Introducing the Honeycomb Kubernetes Agent and ksonnet integration

We’re excited to release the Honeycomb Kubernetes Agent. The agent provides a flexible way to aggregate, structure, and enrich events from applications running on Kubernetes, before sending them to Honeycomb for you to explore. A huge thanks to the fine folks at Heptio who worked with us on developing this agent and making it available as a ksonnet mixin!

Why You Might Care

Kubernetes can be complicated, and identifying the root causes of problems within a cluster can be difficult. Is something wrong with a particular node? An application’s latest code? Did a customer start sending traffic that’s causing the service to behave weirdly? Does a pod have a noisy neighbor?

By consolidating application and cluster data into a single rich event, Honeycomb makes it possible to ask unconstrained questions in order to track down issues and ship with confidence.

How did response time change after the canary deployment?

When did that deployment’s containers start crashing?

How did performance change when we decreased resource limits for an application container?

How It Works

The Honeycomb agent can be deployed as a DaemonSet, meaning that one copy of it runs on every node in your cluster.

Within each node, the container runtime writes containers’ stdout and stderr to files on the host. The Honeycomb agent tails these files, parses their contents into structured events, and sends those events to Honeycomb. This means that the agent can be rolled out without changing existing deployments.

Instead of simply slurping up logs, the agent lets you define how logs from a particular pod should be handled, by leveraging Kubernetes’s labelSelector API.

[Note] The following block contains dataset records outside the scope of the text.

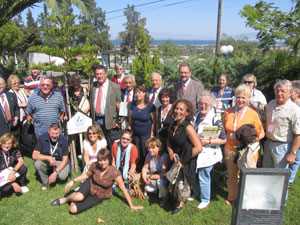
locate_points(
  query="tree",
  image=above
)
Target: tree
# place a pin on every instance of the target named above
(98, 33)
(272, 24)
(143, 65)
(131, 34)
(11, 8)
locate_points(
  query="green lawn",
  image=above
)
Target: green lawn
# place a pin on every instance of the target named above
(34, 208)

This is important, because you’re likely to rely on third-party applications — such as reverse proxies, queues, or databases — whose log output you don’t fully control. A dumb logging pipe that can’t structure those logs won’t help you extract useful insights.

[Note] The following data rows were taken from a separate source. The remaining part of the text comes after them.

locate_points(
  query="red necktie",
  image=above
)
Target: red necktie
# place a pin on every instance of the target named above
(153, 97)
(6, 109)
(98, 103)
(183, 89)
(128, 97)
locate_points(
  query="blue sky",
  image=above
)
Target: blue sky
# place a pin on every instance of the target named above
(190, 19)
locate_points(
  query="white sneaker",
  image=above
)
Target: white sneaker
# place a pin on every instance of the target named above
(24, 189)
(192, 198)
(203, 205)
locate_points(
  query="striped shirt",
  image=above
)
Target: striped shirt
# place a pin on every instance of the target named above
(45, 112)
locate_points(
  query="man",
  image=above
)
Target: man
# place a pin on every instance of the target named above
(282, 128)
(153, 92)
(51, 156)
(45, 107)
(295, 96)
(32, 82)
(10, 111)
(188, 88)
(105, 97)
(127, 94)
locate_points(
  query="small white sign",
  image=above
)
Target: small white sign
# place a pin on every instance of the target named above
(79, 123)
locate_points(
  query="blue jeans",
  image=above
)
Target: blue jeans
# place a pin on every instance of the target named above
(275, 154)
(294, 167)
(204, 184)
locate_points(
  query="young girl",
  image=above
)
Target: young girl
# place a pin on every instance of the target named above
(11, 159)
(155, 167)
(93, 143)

For example, to parse logs from an NGINX ingress controller labelled with k8s-app: nginx-ingress-controller, you could pass the following configuration to the agent:

watchers:
  - labelSelector: k8s-app=nginx-ingress-controller
    dataset: kubernetes-ingress
    parser: nginx
    processors:
      - request_shape:
        field: request

This tells the agent to consume logs from the ingress controller pods, parse them as NGINX logs, and additionally unpack the request field into its component parts. Finally, the agent will automatically augment each event with metadata about its state in the cluster. Thus, a log line such as…

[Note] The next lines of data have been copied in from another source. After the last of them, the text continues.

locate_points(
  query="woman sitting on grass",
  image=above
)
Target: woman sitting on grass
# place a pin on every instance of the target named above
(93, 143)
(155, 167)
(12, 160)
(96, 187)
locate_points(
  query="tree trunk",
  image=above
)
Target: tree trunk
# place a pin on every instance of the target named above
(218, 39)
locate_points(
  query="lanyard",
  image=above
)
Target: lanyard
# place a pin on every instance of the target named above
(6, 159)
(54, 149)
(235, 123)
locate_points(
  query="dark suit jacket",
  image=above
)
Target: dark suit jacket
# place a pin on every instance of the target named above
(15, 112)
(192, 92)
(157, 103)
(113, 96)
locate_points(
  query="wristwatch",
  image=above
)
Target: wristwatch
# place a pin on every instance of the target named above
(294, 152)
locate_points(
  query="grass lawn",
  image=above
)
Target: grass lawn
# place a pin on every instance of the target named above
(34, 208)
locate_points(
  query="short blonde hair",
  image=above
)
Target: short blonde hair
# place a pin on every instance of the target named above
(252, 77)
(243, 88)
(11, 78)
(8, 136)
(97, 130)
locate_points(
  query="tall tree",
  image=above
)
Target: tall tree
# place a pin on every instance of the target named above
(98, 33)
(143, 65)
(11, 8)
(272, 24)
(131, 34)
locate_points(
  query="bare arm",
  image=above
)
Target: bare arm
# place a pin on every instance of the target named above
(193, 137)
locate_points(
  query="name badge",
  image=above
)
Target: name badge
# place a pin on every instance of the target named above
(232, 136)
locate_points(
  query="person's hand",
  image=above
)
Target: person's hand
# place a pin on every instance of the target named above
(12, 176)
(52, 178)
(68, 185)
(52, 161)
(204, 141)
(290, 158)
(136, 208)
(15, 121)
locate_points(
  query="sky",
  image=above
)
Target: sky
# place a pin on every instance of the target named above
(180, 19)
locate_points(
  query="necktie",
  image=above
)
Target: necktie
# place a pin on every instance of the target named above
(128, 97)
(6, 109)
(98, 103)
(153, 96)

192.168.147.0 - - [10/Jul/2017:22:10:24 +0000] "GET /api/v1/users?id=3409 HTTP/1.1" 200 1680 "-" "curl/7.38.0" "-"`

…becomes a fully contextualized JSON object like this:

{
  "Timestamp":"Mon Jul 10 22:10:24 UTC 2017",
  "bytes_sent":1680,
  "http_user_agent":"curl/7.38.0",
  "remote_addr":"192.168.147.0",
  "request":"GET /api/v1/users?id=3409 HTTP/1.1",
  "request_method": "GET",
  "request_uri": "/api/v1/users?id=3409",
  "request_path": "/api/v1/users",
  "request_query": "?id=3409",
  "request_shape": "/api/v1/users?id=?",
  "status": 200,
  "kubernetes.container.image": "nginx:1.7.9",
  "kubernetes.container.resources.requests.cpu": "100m",
  "kubernetes.pod.UID":"c5e99aa7-65bb-11e7-9d99-02fdde876ec8",
  "kubernetes.pod.labels.k8s-app": "nginx-ingress-controller",
  "kubernetes.pod.name":"nginx-deployment-4234284026-58vp5",
  "kubernetes.pod.namespace":"kube-system",
  "kubernetes.pod.nodeName":"ip-10-0-17-56.us-west-2.compute.internal",
  "kubernetes.pod.serviceAccountName":"default",
  "kubernetes.pod.subdomain":"",
  ...
}

This makes it possible to follow an investigation across different layers of your architecture, instead of being constrained by cluster-level or application-level metrics:

  • What does latency look like for a particular customers’ requests?
  • How about on a particular container image?
  • For a particular customer and on a particular container image?

And so on.

The promise of infrastructure as code

Finally, we’re thrilled that the agent is available as a ksonnet mixin. We feel that walls of YAML don’t quite fulfill the promise of infrastructure as code. But ksonnet makes it easy to use the agent flexibly.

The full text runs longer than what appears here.